Oregon’s once-in-a-lifetime broadband opportunity by Representative Pam Marsh
The COVID crisis demonstrated beyond doubt that broadband is vital for our social, economic, emotional and physical health. Individuals and families who lacked access to broadband over the past two years missed out on public health information, remote work opportunities, online learning, health appointments, digital grocery deliveries, live-streamed religious services, and much more.
But there is a tremendous opportunity on the way. The federal government is poised to make once-in-a-generation capital investments to address broadband deployment in rural and urban areas. Oregon will receive more than $250 million for broadband investments from the American Rescue Plan Act and the Infrastructure Investments and Jobs Act. That’s a lot, but that’s just the start. After the initial distribution, states will compete for billions of more dollars. This is a watershed moment, and we need to be ready.
In the 2022 session I introduced, and the Legislative Assembly passed House Bill 4092, an omnibus broadband bill to prepare Oregon for this work on multiple fronts.
Recognizing that we need guidance for the program, HB 4092 empowered the Oregon Broadband Advisory Committee (OBAC) to advise on the development and implementation of Oregon’s broadband strategy. This includes authority to OBAC to create grant review committees.
HB 4092 also set a strategic planning framework that will guide state investment of federal monies. We need to be ambitious, and that means addressing issues such as funding leverage, system architecture, redundancy, project coordination, and cost-effectiveness. These are in the in-the-weeds issues that will make all the difference in how — or whether — our new broadband system addresses the needs of Oregonians.
The third piece of HB 4092 mandates development of a state map. One of the challenges of broadband development has been simply understanding where the gaps are. While the FCC is promising to provide much better data than it has in the past, we need mapping capacity on the state level to guide our own grant decisions.
Fourth, HB 4092 creates the Connecting Oregon Libraries Fund to enable libraries to capture maximum federal funding for broadband projects. Several years back we established a federal e-rate program for schools, and districts in our most remote corners are now using that framework to obtain huge federal matches. Now libraries need the same mechanism.
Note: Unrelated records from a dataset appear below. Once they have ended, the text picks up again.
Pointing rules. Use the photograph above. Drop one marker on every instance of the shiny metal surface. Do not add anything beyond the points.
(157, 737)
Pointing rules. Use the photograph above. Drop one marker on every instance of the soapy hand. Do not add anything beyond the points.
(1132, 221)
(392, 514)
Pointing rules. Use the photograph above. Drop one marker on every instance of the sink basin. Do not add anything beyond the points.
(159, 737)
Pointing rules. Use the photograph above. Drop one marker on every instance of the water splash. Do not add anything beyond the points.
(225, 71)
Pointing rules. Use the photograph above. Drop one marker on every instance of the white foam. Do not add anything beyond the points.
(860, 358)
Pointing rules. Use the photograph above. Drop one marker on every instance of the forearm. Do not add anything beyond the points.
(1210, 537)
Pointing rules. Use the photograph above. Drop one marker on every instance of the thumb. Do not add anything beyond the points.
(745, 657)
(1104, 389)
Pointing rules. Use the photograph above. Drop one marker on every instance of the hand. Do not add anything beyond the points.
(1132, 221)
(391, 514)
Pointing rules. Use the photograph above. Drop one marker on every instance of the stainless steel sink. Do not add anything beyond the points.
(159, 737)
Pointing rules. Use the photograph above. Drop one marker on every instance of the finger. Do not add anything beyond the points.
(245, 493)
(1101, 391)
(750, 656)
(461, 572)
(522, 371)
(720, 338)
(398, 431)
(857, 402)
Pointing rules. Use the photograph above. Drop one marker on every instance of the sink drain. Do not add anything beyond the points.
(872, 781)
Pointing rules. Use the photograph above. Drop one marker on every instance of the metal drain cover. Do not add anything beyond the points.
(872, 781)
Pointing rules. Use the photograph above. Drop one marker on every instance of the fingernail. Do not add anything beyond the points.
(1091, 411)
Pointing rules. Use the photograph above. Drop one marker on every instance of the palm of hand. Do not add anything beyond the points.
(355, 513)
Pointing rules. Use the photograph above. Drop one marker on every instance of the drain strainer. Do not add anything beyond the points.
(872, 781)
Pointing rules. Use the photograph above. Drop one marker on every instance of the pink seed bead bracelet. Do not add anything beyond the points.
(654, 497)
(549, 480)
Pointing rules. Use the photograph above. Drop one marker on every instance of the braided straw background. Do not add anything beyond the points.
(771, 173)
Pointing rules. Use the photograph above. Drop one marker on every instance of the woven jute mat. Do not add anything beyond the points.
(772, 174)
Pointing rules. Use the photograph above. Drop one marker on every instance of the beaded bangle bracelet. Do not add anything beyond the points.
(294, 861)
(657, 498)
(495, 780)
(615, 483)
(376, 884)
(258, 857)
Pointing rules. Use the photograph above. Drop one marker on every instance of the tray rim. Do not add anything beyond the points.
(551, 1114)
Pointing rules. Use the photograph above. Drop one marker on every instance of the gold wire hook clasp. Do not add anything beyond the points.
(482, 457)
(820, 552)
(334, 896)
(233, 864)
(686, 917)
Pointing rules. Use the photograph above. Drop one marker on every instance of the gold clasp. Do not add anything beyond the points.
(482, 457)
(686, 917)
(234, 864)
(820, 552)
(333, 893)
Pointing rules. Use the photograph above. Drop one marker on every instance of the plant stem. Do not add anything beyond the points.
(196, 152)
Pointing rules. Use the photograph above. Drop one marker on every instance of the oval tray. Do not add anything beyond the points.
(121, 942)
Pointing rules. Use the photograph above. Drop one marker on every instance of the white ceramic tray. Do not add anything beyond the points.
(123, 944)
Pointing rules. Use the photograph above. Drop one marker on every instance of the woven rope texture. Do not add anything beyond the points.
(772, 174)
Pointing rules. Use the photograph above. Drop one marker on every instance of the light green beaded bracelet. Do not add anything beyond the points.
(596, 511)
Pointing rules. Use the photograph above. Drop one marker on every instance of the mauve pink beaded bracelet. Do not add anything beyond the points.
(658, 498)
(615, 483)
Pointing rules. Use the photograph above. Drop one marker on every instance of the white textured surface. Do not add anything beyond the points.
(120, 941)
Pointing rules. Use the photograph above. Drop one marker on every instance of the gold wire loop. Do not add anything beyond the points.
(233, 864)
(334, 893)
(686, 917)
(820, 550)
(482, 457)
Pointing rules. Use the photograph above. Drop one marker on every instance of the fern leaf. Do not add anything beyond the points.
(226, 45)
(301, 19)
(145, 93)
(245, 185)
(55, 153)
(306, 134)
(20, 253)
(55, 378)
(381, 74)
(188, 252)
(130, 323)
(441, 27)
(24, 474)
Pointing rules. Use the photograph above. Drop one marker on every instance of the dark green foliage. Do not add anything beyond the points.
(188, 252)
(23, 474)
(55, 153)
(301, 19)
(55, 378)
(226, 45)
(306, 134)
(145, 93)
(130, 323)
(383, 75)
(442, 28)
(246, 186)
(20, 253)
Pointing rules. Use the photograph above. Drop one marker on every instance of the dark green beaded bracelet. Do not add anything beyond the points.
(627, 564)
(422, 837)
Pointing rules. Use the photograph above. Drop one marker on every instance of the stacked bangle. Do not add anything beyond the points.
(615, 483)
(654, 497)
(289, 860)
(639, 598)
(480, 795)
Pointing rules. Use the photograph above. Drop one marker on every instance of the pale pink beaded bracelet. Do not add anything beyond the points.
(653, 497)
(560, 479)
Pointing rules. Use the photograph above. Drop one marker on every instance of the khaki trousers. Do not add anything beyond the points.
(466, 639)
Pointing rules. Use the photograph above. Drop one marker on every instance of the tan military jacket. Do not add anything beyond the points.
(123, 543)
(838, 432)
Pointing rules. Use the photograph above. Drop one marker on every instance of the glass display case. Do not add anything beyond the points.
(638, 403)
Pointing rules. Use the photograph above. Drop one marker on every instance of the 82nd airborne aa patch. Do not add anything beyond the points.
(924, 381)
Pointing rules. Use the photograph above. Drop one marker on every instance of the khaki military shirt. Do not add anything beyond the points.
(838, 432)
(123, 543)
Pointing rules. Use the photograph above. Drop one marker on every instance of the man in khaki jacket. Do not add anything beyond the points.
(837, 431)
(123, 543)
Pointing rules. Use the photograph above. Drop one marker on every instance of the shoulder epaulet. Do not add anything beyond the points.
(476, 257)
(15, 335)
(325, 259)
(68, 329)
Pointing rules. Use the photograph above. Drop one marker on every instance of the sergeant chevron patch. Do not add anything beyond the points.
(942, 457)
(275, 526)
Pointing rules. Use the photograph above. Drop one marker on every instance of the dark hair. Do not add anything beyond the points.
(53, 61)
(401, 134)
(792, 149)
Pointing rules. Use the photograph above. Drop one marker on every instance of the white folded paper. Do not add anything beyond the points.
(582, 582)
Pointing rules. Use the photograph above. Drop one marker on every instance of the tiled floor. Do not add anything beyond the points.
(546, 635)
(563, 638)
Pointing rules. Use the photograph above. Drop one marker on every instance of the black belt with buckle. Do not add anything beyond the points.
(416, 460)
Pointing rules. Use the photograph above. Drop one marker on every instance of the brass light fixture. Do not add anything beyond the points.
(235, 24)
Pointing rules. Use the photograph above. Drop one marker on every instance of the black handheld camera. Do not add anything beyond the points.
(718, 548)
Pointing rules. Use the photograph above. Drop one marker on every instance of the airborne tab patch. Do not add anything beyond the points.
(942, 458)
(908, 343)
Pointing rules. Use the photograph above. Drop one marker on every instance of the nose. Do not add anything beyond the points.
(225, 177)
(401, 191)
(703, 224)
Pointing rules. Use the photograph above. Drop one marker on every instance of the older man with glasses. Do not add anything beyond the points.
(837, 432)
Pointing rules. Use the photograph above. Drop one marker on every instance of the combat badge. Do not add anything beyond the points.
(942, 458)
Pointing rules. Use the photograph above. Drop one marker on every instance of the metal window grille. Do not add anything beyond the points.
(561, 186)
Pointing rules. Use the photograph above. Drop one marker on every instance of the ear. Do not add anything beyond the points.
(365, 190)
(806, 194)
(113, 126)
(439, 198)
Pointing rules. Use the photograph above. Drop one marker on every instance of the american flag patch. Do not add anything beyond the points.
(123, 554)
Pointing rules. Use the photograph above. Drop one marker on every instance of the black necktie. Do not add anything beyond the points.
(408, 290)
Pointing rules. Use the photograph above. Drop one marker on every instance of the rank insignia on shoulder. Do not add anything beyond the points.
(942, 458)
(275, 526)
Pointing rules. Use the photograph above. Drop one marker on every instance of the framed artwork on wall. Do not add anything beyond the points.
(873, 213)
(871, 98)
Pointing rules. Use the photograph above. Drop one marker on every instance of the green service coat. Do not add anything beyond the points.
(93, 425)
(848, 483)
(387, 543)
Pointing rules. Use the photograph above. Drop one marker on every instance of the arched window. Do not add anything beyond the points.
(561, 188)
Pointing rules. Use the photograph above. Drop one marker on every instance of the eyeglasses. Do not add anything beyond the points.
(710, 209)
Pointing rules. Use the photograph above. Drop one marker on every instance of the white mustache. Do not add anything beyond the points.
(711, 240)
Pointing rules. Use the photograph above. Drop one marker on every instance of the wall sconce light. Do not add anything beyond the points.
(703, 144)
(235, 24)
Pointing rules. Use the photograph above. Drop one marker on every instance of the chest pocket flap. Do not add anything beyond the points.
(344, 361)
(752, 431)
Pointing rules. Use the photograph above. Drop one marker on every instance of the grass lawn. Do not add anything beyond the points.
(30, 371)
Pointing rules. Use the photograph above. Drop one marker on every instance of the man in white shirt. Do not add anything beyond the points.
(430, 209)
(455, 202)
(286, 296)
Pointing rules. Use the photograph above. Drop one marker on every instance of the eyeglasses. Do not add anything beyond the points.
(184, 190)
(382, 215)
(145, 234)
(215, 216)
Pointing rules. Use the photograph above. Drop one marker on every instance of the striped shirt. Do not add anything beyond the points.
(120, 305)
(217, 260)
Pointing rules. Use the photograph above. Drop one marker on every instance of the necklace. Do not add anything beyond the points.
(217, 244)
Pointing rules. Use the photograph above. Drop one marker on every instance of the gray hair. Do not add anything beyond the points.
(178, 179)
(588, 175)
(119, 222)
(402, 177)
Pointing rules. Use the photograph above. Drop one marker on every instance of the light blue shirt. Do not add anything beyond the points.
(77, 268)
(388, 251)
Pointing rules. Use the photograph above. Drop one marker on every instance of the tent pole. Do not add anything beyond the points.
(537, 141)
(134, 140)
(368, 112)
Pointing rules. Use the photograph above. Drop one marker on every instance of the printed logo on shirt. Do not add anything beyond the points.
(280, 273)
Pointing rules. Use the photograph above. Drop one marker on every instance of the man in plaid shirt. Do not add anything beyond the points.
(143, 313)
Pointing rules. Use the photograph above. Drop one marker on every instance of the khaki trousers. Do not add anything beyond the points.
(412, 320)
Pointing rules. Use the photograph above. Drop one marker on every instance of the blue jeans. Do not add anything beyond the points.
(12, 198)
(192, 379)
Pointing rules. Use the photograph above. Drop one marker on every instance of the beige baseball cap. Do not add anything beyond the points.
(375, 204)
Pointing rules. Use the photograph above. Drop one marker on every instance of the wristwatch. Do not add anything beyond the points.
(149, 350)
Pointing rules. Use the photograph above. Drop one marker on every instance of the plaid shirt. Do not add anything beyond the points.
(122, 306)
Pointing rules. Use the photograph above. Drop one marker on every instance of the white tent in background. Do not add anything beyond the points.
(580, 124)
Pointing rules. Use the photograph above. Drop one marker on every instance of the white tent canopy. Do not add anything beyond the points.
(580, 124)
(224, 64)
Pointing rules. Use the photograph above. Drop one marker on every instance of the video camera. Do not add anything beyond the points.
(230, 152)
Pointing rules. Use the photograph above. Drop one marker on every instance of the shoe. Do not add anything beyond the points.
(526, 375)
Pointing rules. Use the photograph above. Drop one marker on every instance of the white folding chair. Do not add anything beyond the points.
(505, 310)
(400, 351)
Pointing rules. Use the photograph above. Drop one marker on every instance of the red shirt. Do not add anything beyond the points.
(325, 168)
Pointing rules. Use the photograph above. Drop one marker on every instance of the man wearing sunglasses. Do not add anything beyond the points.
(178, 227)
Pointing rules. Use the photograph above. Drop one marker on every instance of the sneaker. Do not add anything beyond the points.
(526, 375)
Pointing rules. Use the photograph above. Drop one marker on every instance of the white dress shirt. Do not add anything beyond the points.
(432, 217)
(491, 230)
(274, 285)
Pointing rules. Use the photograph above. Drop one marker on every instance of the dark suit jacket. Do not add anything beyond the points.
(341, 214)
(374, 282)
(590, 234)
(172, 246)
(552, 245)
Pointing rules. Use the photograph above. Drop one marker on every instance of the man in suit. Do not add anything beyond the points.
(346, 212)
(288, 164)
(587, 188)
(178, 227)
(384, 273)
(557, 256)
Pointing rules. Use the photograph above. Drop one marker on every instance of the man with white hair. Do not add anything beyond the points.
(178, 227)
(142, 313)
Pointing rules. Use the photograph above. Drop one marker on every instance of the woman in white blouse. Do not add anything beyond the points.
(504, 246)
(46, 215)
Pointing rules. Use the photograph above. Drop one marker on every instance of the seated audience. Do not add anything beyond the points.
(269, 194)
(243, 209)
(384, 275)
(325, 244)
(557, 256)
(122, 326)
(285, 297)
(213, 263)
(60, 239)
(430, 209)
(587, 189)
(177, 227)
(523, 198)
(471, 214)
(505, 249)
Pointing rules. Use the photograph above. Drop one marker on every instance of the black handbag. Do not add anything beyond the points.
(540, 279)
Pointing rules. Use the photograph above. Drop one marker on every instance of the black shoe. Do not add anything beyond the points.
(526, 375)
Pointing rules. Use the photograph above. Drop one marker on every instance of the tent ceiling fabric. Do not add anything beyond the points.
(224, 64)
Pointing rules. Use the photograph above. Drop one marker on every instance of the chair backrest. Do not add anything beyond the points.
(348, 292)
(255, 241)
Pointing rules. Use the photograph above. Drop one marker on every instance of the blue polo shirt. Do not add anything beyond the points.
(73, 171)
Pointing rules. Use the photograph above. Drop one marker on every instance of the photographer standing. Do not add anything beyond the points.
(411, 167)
Finally, HB 4092 requires the Public Utilities Commission to conduct a study of possible modifications to the Oregon Telecommunication Assistance Program (OTAP), often referred to as our Lifeline program. OTAP provides broadband subsidies to customers of our traditional landline companies. The PUC study will assess whether the fund should be modernized to provide ongoing subsidies to all Oregonians who need assistance. There is no point in building broadband networks if customers can’t afford the service.
Thanks to federal funding, Oregon has a once-in-a-lifetime opportunity to build a robust broadband network that will serve residents, businesses and communities in every corner of the state for years to come. I’m doing everything I can to make sure we are ready.